My last post occasioned interest from two of the painter’s I’ve met online over the past couple years…the net has been a real revelation in hooking people up of ‘like mind’.  I sometimes think of the quotation (that I think I’ve posted before, if so forgive me) I used to use occasionally in my lecture on abstract painting – ‘Never Trust A Painter’ – from Dave Hickey (writing about David Reed I think) who said abstraction is like Jazz “The people who are interested in it know where to find it – no-one else gives a shit”.  Well there’s more of us…many more of us than I ever realised before we had the web and blogs, Facebook, Twitter etc.  But I digress…this picture was very big indeed…called East Light as I remember.  And this one Omega – a bit smaller but still fairly hefty.  Sadly (as with many of the shows I documented) I only retained a few images and for this show no installation shots.

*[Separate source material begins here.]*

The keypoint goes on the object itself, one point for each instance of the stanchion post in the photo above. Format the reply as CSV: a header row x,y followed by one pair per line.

I loved these rugged beasts of pictures…they followed on from his earlier work of super cool melamine strips in acid and metallic combinations and were such a contrast.  His more recent work hasn’t given me the same buzz but ‘back in the day’ these were simply marvellous.  See some more here.

Glue On The Floor

Moon Mick - Loft


Stephen MacInnis reports on his children’s use of glue…and how quite a bit of it ends up on the floor.  It reminded me of (and gave me an excuse for) further visual reminisces of my earlier life as Gallery Assistant at Birmingham’s Ikon Gallery back in the 70’s.  This is one of Mick Moon’s huge loose canvas pieces constructed from imprints made in the studio on the floors and other surfaces using PVA glue to transfer the form onto the canvas.  Moon (the brother of the late great Jeremy...who tragically died far too young) was really onto something with these pieces though I don’t think he pursued the idea for very long or took them to where they might have gone had he done so.  In any event I loved them (and so did the John Moores Painting Competition judges for one of them won first prize at the 1980 exhibition) and wish he’d experimented further with the idea.  Let’s see if Stephen’s children pick up the trail!